Where Hunting Happens, Conservation Happens™
2024 Award Winner - Landon Magee
University of Montana – M.S. Student in Wildlife Biology - Projected to Graduate 2024
Project Title: Analyzing Moose Abundance and Calf Recruitment on the Blackfeet Indian Reservation
Landon Magee is a member of the Blackfeet Nation (Amskapi Piikani). Growing up, he forged a deep connection with the land through hunting and fishing adventures with his dad, embracing the remarkable beauty of the reservation and its surrounding areas. His passion for the outdoors led him to pursue a degree in wildlife biology. His future aspirations revolve around serving as a biologist within the Blackfeet Fish and Wildlife Department and beyond Tribal boundaries, encompassing opportunities with federal or state agencies and non-governmental organizations, focusing on population dynamics and the conservation of significant big game species and predators.
Moose on the Blackfeet Reservation (Montana) provide a significant source of funding for the Blackfeet Fish and Wildlife Department (BFWD) through the auctioning of hunting permits. However, with no biological data available, the tribe does not know the status of the moose population.

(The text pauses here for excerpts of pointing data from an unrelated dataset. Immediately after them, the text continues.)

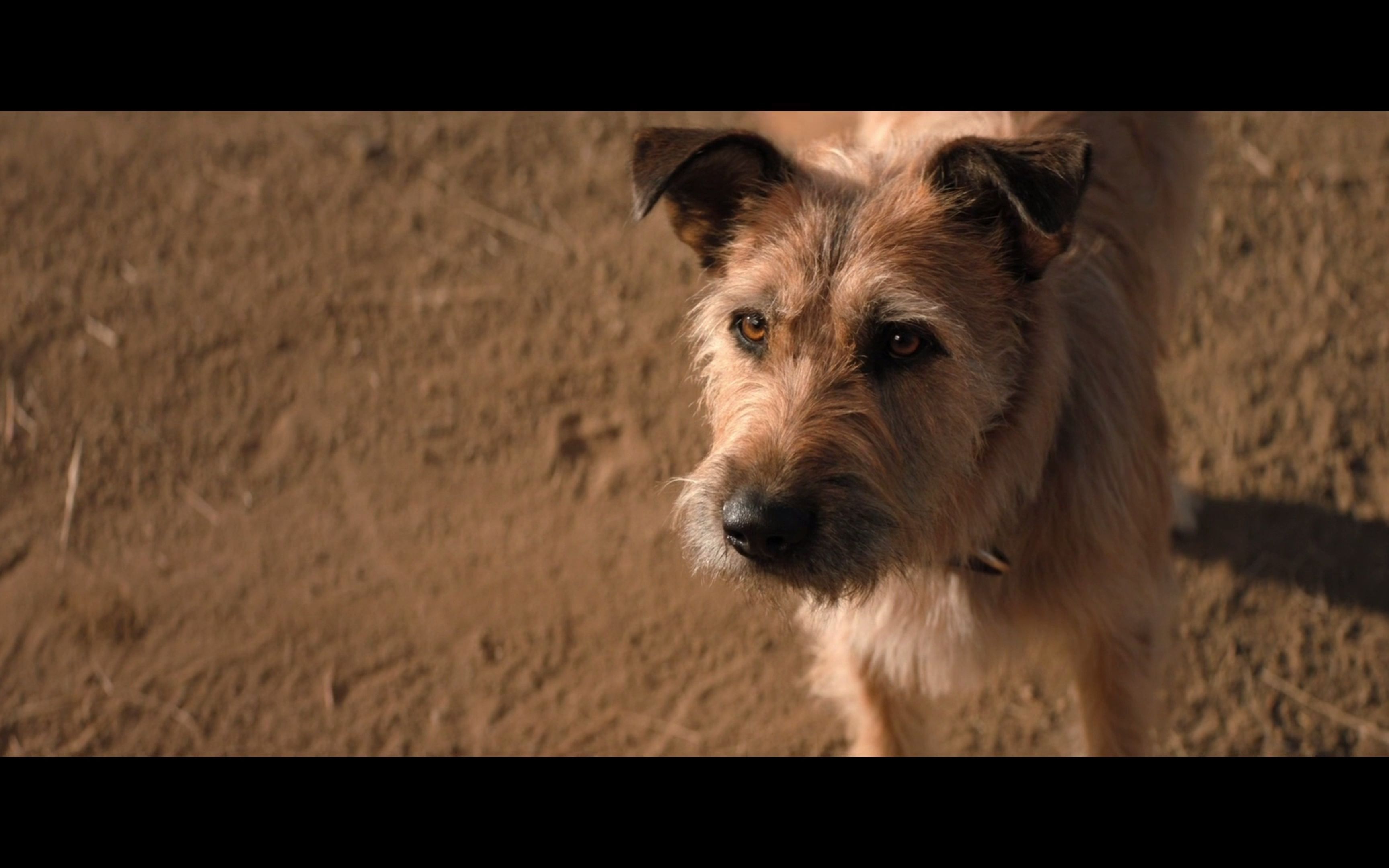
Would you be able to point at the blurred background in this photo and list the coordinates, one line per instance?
(345, 434)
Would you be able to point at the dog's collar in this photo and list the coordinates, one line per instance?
(990, 561)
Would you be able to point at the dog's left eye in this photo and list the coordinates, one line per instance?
(909, 342)
(752, 328)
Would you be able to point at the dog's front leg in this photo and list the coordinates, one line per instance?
(883, 721)
(1116, 684)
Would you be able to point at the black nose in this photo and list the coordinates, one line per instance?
(764, 530)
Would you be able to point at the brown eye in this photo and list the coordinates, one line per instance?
(753, 328)
(903, 344)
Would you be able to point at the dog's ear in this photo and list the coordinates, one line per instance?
(1034, 186)
(705, 176)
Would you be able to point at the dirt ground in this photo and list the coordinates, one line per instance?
(374, 416)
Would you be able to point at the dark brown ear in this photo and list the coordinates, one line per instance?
(706, 176)
(1031, 186)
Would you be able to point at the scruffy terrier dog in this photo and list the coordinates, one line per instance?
(928, 356)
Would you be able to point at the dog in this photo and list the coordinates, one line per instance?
(928, 356)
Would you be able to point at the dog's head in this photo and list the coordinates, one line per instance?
(865, 331)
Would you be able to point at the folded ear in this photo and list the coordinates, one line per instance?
(705, 176)
(1031, 186)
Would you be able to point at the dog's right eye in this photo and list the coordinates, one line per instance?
(752, 330)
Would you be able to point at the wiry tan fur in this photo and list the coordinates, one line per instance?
(1041, 434)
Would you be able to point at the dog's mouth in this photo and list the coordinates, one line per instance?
(835, 551)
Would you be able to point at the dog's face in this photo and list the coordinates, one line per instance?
(863, 334)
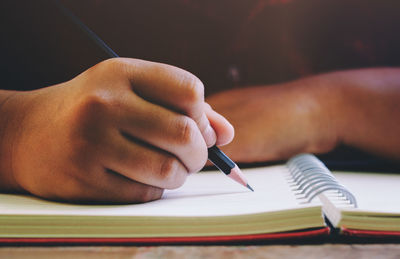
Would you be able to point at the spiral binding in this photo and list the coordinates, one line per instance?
(310, 177)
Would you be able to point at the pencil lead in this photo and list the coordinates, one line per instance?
(249, 187)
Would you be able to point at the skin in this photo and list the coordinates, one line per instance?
(359, 108)
(121, 132)
(125, 130)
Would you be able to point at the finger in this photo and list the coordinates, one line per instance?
(167, 130)
(104, 186)
(144, 163)
(173, 88)
(222, 127)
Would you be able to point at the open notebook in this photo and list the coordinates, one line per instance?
(287, 203)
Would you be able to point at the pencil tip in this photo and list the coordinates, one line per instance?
(248, 186)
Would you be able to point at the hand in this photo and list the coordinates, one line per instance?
(276, 122)
(122, 131)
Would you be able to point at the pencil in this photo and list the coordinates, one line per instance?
(227, 166)
(215, 155)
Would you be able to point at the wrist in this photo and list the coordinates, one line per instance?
(325, 118)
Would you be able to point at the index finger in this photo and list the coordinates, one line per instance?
(171, 87)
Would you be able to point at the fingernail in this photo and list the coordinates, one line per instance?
(210, 136)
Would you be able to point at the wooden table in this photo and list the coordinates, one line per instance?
(334, 251)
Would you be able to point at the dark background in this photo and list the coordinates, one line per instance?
(225, 43)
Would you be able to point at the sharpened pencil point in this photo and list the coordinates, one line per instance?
(249, 187)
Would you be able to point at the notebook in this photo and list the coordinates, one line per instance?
(289, 202)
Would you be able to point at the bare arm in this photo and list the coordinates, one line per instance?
(360, 108)
(122, 131)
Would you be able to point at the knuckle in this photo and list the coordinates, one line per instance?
(113, 64)
(149, 194)
(186, 131)
(193, 88)
(171, 173)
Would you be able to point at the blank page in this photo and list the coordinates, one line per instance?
(375, 192)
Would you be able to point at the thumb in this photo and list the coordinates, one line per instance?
(223, 129)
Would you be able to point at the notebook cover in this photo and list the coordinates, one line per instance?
(369, 233)
(306, 234)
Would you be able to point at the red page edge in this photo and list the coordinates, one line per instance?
(172, 240)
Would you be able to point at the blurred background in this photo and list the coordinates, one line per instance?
(225, 43)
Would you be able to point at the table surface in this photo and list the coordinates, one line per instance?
(333, 251)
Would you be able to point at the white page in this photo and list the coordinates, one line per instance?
(375, 192)
(203, 194)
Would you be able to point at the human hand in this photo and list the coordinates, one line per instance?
(122, 131)
(276, 122)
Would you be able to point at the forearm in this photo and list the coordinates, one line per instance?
(7, 182)
(365, 108)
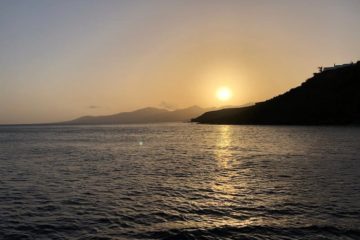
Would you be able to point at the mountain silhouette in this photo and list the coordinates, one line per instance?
(144, 115)
(331, 96)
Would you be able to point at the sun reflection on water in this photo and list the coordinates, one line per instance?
(223, 184)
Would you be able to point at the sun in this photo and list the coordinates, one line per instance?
(223, 94)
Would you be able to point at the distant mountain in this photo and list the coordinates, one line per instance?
(331, 96)
(144, 115)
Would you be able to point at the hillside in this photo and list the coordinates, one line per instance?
(331, 96)
(144, 115)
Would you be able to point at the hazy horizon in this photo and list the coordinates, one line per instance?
(62, 60)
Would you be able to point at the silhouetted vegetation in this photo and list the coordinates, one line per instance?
(329, 97)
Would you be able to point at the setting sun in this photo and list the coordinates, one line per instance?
(223, 94)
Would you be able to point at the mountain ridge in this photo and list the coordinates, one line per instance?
(331, 96)
(143, 115)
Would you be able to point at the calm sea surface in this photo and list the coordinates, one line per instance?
(179, 181)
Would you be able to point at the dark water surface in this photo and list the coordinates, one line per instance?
(179, 181)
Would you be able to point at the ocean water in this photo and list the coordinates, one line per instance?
(179, 181)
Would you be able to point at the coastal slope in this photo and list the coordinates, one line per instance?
(331, 96)
(144, 115)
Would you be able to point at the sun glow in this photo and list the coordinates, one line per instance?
(223, 94)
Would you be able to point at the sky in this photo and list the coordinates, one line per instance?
(63, 59)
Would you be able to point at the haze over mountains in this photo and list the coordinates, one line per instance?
(331, 96)
(144, 115)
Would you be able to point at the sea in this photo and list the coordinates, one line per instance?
(179, 181)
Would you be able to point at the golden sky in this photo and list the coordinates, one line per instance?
(63, 59)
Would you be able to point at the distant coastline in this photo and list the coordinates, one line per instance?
(330, 97)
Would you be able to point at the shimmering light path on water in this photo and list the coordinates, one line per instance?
(179, 181)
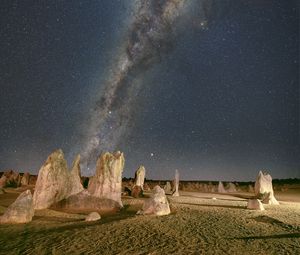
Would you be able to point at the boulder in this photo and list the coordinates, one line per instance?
(221, 188)
(3, 180)
(55, 182)
(138, 187)
(231, 187)
(157, 204)
(264, 189)
(93, 216)
(168, 188)
(21, 211)
(255, 204)
(75, 185)
(176, 184)
(85, 202)
(137, 191)
(25, 179)
(107, 181)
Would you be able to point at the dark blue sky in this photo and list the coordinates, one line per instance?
(222, 104)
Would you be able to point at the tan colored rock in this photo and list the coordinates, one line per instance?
(221, 188)
(264, 189)
(93, 216)
(157, 204)
(140, 177)
(168, 188)
(84, 201)
(176, 184)
(3, 180)
(255, 204)
(107, 181)
(138, 187)
(25, 179)
(55, 182)
(21, 211)
(75, 185)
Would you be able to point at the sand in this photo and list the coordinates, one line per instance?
(198, 224)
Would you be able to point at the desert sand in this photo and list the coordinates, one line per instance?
(200, 223)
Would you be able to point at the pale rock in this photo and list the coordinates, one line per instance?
(138, 187)
(93, 216)
(75, 185)
(107, 181)
(140, 177)
(264, 189)
(84, 201)
(3, 180)
(157, 204)
(176, 184)
(20, 211)
(255, 204)
(231, 187)
(221, 188)
(25, 179)
(168, 188)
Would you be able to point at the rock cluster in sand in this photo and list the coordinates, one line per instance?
(93, 216)
(157, 204)
(176, 184)
(264, 189)
(20, 211)
(255, 204)
(107, 181)
(221, 188)
(138, 187)
(55, 182)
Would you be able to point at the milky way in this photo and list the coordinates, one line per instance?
(150, 37)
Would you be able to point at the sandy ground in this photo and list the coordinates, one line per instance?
(198, 225)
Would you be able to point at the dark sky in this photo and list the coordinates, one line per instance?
(221, 104)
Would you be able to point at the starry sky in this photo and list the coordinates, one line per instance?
(212, 92)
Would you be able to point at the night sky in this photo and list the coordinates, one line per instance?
(210, 88)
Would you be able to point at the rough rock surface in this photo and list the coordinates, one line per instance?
(107, 181)
(264, 189)
(157, 204)
(255, 204)
(221, 188)
(55, 182)
(93, 216)
(75, 185)
(3, 181)
(83, 201)
(21, 211)
(231, 187)
(176, 184)
(138, 187)
(168, 188)
(25, 179)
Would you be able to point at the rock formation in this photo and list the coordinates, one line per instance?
(75, 185)
(264, 189)
(138, 187)
(25, 179)
(3, 180)
(255, 204)
(231, 187)
(107, 181)
(84, 201)
(176, 184)
(93, 216)
(157, 204)
(55, 182)
(21, 211)
(221, 188)
(168, 188)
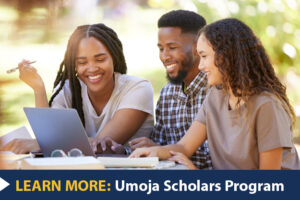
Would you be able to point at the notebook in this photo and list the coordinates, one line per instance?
(58, 129)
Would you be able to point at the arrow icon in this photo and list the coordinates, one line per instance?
(3, 184)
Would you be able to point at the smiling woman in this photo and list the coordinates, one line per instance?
(92, 79)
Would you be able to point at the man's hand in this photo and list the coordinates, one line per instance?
(106, 145)
(141, 142)
(21, 146)
(182, 159)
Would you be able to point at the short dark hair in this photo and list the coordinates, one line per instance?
(188, 21)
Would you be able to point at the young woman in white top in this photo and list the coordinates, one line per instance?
(92, 79)
(246, 116)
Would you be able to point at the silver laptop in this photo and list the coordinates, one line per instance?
(58, 129)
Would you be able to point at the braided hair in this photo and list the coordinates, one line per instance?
(67, 68)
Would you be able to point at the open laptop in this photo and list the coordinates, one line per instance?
(58, 129)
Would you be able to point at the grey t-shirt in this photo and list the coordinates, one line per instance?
(235, 139)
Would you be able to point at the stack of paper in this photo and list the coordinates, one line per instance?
(87, 162)
(115, 162)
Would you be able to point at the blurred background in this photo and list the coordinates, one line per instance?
(39, 30)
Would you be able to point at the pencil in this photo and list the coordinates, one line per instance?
(14, 69)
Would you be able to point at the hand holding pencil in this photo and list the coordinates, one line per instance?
(30, 76)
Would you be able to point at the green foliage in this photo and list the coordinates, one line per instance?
(276, 23)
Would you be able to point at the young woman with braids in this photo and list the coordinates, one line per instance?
(92, 79)
(246, 117)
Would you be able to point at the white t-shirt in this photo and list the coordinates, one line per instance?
(129, 92)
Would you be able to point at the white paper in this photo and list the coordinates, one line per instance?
(21, 132)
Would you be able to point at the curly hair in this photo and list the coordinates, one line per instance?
(243, 62)
(67, 68)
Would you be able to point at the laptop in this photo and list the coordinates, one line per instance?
(58, 129)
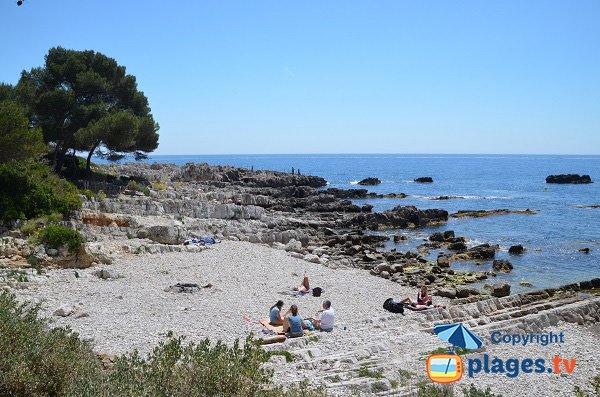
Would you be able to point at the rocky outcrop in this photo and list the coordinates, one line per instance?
(502, 265)
(482, 213)
(568, 178)
(516, 249)
(424, 179)
(401, 217)
(370, 182)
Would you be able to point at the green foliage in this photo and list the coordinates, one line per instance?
(17, 140)
(32, 226)
(37, 361)
(595, 383)
(30, 190)
(56, 236)
(84, 100)
(16, 275)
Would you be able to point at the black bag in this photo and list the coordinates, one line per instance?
(392, 306)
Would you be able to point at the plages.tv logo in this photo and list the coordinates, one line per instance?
(448, 368)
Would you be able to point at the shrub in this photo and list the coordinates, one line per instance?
(56, 236)
(38, 361)
(30, 190)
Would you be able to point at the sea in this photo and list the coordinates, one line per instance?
(552, 237)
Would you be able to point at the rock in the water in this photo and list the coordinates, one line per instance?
(500, 290)
(568, 178)
(443, 261)
(516, 249)
(447, 293)
(502, 265)
(370, 182)
(424, 179)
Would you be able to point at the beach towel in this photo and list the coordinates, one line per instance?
(392, 306)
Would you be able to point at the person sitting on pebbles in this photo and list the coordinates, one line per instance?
(424, 301)
(275, 317)
(325, 318)
(304, 287)
(293, 324)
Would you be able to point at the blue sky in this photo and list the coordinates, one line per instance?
(339, 76)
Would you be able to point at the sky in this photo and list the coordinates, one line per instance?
(229, 77)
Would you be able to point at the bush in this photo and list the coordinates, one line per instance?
(37, 361)
(30, 190)
(56, 236)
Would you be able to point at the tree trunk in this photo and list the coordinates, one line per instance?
(89, 160)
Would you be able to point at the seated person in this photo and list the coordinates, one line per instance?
(424, 301)
(423, 298)
(325, 318)
(304, 286)
(293, 324)
(275, 317)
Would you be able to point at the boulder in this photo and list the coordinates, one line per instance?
(500, 290)
(64, 311)
(424, 179)
(312, 258)
(568, 178)
(465, 292)
(443, 261)
(370, 182)
(516, 249)
(502, 265)
(293, 246)
(166, 235)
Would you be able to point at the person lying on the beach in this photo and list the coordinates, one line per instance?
(325, 318)
(424, 301)
(293, 324)
(275, 317)
(304, 286)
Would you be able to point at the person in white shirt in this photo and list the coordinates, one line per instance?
(325, 318)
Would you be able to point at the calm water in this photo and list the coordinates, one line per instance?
(552, 237)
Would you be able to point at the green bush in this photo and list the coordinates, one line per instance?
(56, 236)
(30, 190)
(38, 361)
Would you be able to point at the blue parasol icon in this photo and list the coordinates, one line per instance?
(458, 335)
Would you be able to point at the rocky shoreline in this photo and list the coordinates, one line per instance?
(137, 230)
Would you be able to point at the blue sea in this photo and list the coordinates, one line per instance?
(552, 237)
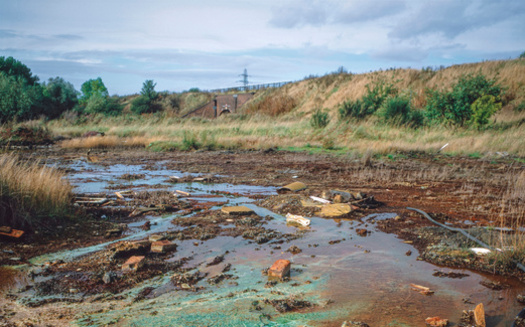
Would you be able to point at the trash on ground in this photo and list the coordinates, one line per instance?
(10, 232)
(479, 316)
(297, 219)
(421, 289)
(181, 193)
(280, 269)
(293, 187)
(335, 210)
(90, 201)
(134, 263)
(324, 201)
(480, 251)
(436, 321)
(237, 211)
(163, 246)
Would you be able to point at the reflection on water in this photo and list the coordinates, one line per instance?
(347, 276)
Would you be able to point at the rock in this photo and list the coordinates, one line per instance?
(436, 321)
(108, 277)
(163, 246)
(479, 315)
(334, 210)
(237, 211)
(134, 263)
(280, 269)
(156, 237)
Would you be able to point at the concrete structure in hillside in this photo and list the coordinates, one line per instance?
(220, 105)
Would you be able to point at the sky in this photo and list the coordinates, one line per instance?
(208, 43)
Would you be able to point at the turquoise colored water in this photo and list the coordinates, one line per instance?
(354, 278)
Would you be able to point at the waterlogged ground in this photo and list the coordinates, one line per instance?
(337, 275)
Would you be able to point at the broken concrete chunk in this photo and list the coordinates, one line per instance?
(335, 210)
(134, 263)
(479, 315)
(156, 237)
(296, 219)
(436, 321)
(237, 211)
(163, 246)
(293, 187)
(421, 289)
(280, 269)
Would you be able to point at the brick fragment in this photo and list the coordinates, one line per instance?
(280, 269)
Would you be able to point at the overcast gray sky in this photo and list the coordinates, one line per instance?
(208, 43)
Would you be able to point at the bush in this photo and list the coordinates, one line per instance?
(319, 119)
(456, 106)
(351, 109)
(482, 109)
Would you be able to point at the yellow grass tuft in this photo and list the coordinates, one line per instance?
(31, 194)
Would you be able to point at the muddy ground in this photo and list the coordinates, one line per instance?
(459, 191)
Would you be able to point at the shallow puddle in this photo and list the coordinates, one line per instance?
(345, 276)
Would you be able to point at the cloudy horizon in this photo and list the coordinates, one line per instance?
(207, 44)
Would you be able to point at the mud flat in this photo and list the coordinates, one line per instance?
(358, 267)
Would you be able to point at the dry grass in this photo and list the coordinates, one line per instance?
(31, 194)
(102, 142)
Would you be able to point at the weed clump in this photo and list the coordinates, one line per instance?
(31, 195)
(320, 119)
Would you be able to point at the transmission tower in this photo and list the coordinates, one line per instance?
(244, 76)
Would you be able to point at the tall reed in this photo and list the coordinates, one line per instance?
(31, 194)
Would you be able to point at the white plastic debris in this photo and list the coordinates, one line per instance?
(480, 250)
(297, 219)
(315, 198)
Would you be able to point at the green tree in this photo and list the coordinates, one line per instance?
(482, 109)
(92, 87)
(12, 67)
(16, 98)
(148, 90)
(147, 101)
(60, 96)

This is especially concerning given that states and provinces surrounding Montana are showing signs of a declining moose population, the tribe has detected CWD in their white-tailed deer herd, and residents have noted seeing fewer moose calves in recent years. My study aims to provide BFWD with baseline biological data to describe the moose population. Trail cameras will be deployed using a GRTS sampling method to estimate abundance and calf recruitment rates. I will look at calf-to-heel observations and a Space to Event Model to estimate abundance and calf recruitment. These models will also be compared to determine the best way to estimate moose parameters.
"The wildlife and its habitat cannot speak. So we must and we will."